In [34], Jun and Kim considered the following cubic functional equation

f (2 x + y) + f (2 x - y) = 2 f (x + y) + 2 f (x - y) + 12 f (x) .

(1.1)

It is easy to show that the function $f (x) = x^{3}$ satisfies the functional equation (1.1), which is called a cubic functional equation and every solution of the cubic functional equation is said to be a cubic mapping.

In [35], Lee et al. considered the following quartic functional equation

f (2 x + y) + f (2 x - y) = 4 f (x + y) + 4 f (x - y) + 24 f (x) - 6 f (y) .

(1.2)

It is easy to show that the function $f (x) = x^{4}$ satisfies the functional equation (1.2), which is called a quartic functional equation, and every solution of the quartic functional equation is said to be a quartic mapping.

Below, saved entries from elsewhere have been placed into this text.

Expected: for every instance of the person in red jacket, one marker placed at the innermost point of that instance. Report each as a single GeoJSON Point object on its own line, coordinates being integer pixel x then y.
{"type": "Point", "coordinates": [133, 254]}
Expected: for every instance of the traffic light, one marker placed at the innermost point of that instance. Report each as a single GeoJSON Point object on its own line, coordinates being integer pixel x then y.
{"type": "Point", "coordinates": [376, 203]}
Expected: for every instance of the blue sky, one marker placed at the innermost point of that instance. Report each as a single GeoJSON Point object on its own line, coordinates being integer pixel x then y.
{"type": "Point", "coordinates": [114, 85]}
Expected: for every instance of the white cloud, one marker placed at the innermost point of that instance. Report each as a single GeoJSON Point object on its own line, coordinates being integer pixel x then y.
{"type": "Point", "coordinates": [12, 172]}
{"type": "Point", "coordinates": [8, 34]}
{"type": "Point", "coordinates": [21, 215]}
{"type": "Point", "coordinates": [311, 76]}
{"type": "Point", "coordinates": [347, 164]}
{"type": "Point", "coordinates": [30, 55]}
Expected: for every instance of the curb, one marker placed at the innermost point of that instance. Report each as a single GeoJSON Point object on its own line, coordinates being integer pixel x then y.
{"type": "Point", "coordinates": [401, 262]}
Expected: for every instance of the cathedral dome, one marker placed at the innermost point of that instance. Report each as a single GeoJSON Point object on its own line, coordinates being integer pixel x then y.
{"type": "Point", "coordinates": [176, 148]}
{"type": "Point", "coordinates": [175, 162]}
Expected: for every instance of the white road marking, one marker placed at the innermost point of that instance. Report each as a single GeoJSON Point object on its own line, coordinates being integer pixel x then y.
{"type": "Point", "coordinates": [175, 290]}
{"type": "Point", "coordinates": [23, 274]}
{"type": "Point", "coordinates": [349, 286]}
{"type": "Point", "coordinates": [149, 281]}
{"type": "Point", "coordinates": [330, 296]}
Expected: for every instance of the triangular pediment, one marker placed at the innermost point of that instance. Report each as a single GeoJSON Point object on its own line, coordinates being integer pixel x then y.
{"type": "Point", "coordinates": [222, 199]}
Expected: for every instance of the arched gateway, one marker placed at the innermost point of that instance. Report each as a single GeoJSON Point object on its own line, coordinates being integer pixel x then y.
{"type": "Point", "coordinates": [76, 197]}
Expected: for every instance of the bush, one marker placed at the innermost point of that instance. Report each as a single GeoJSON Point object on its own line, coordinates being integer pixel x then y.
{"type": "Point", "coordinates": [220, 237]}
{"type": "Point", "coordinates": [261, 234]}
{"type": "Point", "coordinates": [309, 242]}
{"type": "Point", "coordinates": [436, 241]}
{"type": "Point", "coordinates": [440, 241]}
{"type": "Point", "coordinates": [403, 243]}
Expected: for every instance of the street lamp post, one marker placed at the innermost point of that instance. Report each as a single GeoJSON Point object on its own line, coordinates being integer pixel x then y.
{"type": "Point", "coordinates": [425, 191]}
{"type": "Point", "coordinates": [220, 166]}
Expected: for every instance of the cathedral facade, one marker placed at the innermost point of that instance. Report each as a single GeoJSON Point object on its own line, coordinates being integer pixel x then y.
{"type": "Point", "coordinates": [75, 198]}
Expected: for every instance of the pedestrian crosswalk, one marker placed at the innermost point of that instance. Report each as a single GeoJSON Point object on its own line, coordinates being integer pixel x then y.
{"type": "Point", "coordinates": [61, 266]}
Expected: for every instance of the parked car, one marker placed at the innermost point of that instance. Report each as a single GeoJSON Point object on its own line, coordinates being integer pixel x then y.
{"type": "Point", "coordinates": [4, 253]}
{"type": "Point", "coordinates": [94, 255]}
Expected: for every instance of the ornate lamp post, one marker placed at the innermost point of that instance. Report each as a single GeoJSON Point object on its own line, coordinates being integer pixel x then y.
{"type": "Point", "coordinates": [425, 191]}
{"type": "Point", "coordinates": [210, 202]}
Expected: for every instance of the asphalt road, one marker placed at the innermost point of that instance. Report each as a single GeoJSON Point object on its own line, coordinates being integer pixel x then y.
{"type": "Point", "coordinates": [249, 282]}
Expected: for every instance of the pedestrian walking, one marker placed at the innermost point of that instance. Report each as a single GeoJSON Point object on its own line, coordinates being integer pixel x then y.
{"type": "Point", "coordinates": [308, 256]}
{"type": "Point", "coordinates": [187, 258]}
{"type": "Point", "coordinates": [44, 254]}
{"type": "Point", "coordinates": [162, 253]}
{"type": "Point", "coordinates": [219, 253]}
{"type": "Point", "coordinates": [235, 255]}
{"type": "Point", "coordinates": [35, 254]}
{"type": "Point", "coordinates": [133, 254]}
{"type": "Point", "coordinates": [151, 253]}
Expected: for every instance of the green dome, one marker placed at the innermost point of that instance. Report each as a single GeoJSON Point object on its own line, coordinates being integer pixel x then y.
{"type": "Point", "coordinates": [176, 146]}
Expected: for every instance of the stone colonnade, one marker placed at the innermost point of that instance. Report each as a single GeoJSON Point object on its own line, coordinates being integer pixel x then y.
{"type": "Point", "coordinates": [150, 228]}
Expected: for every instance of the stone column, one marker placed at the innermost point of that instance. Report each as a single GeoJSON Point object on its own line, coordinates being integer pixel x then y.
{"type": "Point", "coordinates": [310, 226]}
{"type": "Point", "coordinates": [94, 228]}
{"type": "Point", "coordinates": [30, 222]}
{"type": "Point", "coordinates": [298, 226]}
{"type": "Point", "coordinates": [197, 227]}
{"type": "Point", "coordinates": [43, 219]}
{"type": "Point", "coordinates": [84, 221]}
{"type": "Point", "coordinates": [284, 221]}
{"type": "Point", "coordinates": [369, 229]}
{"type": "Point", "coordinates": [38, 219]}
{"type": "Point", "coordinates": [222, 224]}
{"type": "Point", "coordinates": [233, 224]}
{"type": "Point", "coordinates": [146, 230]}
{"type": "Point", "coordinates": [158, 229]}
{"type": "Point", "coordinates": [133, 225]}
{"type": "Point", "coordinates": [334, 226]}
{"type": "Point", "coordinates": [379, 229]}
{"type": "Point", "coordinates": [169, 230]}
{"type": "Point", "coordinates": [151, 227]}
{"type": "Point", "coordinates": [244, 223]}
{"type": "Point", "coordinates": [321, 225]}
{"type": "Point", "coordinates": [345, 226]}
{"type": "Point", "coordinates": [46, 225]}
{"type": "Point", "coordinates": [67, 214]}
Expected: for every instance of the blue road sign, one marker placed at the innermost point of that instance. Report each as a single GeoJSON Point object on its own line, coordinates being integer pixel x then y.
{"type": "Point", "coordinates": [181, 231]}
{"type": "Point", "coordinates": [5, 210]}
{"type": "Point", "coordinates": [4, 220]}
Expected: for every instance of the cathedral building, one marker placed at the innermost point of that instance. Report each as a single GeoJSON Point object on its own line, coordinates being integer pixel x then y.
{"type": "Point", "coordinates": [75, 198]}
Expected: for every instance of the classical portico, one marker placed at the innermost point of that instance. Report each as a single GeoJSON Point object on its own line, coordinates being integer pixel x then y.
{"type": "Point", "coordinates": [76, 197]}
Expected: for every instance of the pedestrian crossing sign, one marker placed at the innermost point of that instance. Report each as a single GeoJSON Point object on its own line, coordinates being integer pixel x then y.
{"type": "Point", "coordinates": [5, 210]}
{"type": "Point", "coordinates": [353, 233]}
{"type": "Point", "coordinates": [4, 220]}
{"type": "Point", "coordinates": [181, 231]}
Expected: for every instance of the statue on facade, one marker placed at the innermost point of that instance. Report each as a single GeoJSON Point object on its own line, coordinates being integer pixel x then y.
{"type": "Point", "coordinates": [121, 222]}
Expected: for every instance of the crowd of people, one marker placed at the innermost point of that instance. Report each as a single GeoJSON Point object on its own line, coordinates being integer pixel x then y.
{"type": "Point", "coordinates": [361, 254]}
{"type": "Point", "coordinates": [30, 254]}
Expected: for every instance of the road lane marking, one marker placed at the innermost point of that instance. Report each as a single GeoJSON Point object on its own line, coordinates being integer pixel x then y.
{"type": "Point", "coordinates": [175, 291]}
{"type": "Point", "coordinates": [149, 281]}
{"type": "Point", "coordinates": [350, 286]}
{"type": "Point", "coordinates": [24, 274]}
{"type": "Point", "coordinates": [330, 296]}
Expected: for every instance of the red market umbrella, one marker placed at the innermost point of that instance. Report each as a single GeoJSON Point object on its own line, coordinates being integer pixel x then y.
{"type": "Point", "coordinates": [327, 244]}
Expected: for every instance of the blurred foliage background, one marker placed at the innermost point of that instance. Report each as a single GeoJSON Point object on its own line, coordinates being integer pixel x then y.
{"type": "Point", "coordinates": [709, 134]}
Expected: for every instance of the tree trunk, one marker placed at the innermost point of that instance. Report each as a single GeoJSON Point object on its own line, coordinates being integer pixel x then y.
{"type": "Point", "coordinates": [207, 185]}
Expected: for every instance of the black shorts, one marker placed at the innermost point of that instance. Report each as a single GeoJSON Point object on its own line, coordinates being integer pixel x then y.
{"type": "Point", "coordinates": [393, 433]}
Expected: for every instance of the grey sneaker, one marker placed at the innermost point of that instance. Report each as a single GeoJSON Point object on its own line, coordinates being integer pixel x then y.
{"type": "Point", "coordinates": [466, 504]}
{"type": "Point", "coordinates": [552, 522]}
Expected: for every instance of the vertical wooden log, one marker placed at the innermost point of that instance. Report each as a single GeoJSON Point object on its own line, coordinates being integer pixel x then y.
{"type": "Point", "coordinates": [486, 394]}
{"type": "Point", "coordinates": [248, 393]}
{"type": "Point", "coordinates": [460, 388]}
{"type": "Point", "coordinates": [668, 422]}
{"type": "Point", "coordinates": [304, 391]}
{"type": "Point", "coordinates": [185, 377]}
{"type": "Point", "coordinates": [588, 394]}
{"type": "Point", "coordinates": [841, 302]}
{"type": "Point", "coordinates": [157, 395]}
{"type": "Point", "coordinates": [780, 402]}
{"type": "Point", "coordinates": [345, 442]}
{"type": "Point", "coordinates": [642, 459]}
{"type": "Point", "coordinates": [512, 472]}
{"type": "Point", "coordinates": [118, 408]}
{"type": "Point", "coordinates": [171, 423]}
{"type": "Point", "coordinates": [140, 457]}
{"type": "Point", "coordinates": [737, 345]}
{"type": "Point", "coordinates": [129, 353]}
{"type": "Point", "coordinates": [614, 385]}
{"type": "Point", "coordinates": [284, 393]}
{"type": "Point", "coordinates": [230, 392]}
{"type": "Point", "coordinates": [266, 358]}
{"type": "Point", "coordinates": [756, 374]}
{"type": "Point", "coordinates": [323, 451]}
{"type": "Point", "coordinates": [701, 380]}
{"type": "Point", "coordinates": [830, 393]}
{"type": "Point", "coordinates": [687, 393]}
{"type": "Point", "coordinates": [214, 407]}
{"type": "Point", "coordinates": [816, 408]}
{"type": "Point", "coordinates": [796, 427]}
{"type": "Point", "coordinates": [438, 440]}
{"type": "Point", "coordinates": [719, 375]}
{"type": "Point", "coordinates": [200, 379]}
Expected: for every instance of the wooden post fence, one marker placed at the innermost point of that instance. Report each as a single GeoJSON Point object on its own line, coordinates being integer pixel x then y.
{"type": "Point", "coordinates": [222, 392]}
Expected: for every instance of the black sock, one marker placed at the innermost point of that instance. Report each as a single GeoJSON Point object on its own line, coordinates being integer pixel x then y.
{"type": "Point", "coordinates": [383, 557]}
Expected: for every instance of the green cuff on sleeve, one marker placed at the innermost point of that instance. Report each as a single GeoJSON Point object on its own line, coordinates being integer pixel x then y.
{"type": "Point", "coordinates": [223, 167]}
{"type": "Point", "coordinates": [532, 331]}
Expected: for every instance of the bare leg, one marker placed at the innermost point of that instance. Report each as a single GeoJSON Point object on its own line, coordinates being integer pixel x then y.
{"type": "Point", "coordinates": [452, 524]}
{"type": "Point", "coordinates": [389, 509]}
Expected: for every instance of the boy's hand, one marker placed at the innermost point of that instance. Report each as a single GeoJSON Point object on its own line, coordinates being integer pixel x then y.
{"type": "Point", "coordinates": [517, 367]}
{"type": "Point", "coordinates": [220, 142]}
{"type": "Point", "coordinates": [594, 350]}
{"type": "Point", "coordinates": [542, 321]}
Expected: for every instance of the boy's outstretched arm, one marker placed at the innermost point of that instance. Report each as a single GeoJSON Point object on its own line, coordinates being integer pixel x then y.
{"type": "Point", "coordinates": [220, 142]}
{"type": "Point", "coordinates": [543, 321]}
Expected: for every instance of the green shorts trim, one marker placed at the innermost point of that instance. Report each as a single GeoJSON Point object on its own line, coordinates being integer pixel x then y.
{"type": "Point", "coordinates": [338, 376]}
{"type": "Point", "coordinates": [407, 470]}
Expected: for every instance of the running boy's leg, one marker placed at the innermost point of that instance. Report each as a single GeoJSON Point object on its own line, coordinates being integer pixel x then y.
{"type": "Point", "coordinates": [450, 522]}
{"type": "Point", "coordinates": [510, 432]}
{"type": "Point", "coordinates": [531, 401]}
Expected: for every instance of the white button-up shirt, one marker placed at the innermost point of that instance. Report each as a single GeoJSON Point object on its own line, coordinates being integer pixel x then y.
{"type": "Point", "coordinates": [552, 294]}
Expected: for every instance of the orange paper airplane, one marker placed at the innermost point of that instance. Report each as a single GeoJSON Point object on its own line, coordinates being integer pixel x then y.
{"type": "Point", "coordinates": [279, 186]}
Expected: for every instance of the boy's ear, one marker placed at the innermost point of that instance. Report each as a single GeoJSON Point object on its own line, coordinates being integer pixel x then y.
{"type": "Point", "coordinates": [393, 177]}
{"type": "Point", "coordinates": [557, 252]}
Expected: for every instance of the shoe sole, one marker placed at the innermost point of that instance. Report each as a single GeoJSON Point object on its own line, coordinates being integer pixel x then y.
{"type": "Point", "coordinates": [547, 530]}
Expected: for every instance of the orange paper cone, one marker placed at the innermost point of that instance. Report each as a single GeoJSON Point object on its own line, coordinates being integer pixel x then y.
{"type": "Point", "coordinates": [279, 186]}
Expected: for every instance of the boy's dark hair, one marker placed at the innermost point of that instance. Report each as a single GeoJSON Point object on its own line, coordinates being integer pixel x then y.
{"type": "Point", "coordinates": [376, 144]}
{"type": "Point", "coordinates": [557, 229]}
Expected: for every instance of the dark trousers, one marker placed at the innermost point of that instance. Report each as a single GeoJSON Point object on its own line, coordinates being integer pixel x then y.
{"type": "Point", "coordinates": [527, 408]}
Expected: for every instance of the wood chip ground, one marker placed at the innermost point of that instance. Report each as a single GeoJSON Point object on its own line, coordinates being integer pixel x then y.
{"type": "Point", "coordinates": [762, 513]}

Throughout this paper, assume that $(X, P)$ is a Fréchet space and that $(Y, ∥ \cdot ∥)$ is a Banach space.

In this paper, we prove the Hyers-Ulam stability of the Cauchy additive functional equation, the quadratic functional equation, the cubic functional equation (1.1) and the quartic functional equation (1.2) in paranormed spaces.

2 Hyers-Ulam stability of the Cauchy additive functional equation

In this section, we prove the Hyers-Ulam stability of the Cauchy additive functional equation in paranormed spaces.

Note that $P (2 x) \leq 2 P (x)$ for all $x \in Y$ .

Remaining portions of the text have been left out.